Milli Savunma Bakanlığı tarafından Yunanistan''da bugün düzenlenen bazı etkinlikler ve yapılan açıklamalar hakkında yapılan yazılı açıklamada, şunlar kaydedildi;
"Her türlü akıl ve mantık doğrularını reddeden, tarihî gerçekliği görmezden gelerek çarpıtma çabalarını ısrarla sürdüren Yunanistan makamlarının “Pontus” iddialarını tamamıyla reddediyoruz. Bu mesnetsiz iddiaları ortaya atarak hem kendi halkına hem de tüm dünyaya karşı açıkça yalan söyleyen Yunan siyasilerin bu ahlaksız tavrını kınıyoruz.
Yunanistan geçmişe ait yüz karartıcı bir gerçeklik arıyorsa, vahşice Anadolu’yu istila ve işgale kalkışan atalarının kan donduran mezalimiyle yüzleşmelidir.
Çocuk, kadın, yaşlı demeden Anadolu’da barbarca katliam yapan Yunanlıların işlediği bu insanlık suçu Müttefik Devletler Tahkikat Komisyonu Raporu’nda yer almış ve Lozan Barış Antlaşması’yla da tespit edilerek, kayıt altına alınmıştır.
Her fırsatta Türkiye düşmanlığı gibi suni bir gündem oluşturmaya çalışanlar beyhude bir gayretin içindedirler, bu gerçek dışı söylemlerin Yunan halkına da zarar verdiğinin farkına varmalıdırlar..."
DIŞİŞLERİ BAKANLIĞI’NDAN DA AÇIKLAMA GELDİ
‘Pontus’ iddialarına Dışişleri Bakanlığı da tepki gösterdi.
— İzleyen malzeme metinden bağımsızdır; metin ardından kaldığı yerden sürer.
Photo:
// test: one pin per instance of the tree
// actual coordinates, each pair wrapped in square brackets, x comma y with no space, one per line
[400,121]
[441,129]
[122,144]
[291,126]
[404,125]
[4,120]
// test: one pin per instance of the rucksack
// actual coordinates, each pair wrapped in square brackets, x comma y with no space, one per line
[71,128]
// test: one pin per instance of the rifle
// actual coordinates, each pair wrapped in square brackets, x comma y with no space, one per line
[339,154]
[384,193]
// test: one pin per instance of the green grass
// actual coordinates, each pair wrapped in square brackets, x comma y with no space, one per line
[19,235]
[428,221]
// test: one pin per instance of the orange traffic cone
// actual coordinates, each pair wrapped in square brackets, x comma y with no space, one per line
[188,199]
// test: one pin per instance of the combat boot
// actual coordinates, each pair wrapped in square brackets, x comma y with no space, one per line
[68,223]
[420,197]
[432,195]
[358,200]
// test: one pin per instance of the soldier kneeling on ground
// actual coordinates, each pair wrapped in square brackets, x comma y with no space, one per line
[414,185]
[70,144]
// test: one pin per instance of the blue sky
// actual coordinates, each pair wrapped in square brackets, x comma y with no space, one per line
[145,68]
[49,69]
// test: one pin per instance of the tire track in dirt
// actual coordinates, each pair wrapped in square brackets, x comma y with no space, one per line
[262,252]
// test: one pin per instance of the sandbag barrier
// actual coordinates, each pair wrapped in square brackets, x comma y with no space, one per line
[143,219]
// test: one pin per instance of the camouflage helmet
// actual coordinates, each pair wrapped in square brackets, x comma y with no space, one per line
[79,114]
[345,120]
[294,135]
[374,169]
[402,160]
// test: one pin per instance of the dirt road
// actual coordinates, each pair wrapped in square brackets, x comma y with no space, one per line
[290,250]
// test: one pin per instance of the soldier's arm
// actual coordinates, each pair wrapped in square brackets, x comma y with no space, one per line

Dışişleri Bakanlığı''ndan yapılan açıklamada, "Yunanistan resmi makamları tarafından mesnetsiz ''Pontus'' iddialarının yıl dönümü bahanesiyle yapılan ve tarihi bütünüyle çarpıtmaya yönelik hezeyan dolu açıklamaları külliyen reddediyoruz. Yunan makamlarının tarihi akıl dışı bir şekilde çarpıtma çabalarını ısrarla sürdürdüğünü görmek üzücüdür. Türkiye karşıtı lobilerin bu çarpık iddiaları üçüncü ülkelerde gündeme taşıyarak kamuoyunu aldatmaya yönelik çabalarını da kınıyoruz" denildi.
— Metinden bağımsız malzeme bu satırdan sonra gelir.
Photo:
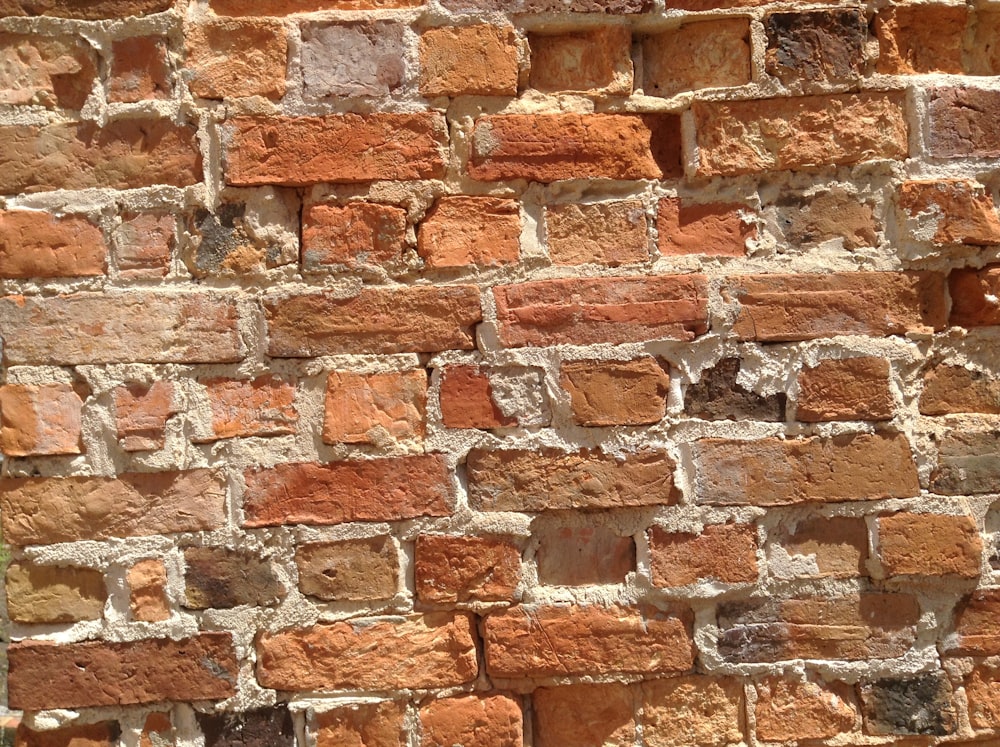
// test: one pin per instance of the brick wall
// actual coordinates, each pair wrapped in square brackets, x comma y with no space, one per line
[558,373]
''BARIŞ, İSTİKRAR İÇİN ÇABA SARF ETMEYE DAVET EDİYORUZ''
Tarihten husumet çıkartmaya ve genç nesilleri yanlış bir mecrada yönlendirmeye çalışanların çabalarının barış ve istikrara hizmet etmeyeceği vurgulanan açıklamada, şu ifadelere yer verildi:
"Gerçekle bağdaşmayan yapay tarih anlatımlarından medet ummak yerine, Yunanistan''ın Anadolu''yu işgal ve istila girişimi sırasında işlediği ve Müttefik Devletleri Tahkikat Komisyonu raporunda yer aldığı gibi Lozan Barış Antlaşması''yla tespit edilmiş insanlık suçlarıyla yüzleşmesi daha makul bir tercih olacaktır. Keza bu iddiaları ileri sürenlerin, 1821 Tripoliçe katliamı dahil, başta Türkler olmak üzere diğer dini veya etnik gruplara karşı işlenen vahşet suçlarını ve mezalimi hatırlamalarında da yarar olacaktır. Yunanistan''ı gerçekleri çarpıtmak yerine iş birliği temelinde barış, istikrar ve müreffeh bir gelecek için birlikte çaba sarf etmeye davet ediyoruz."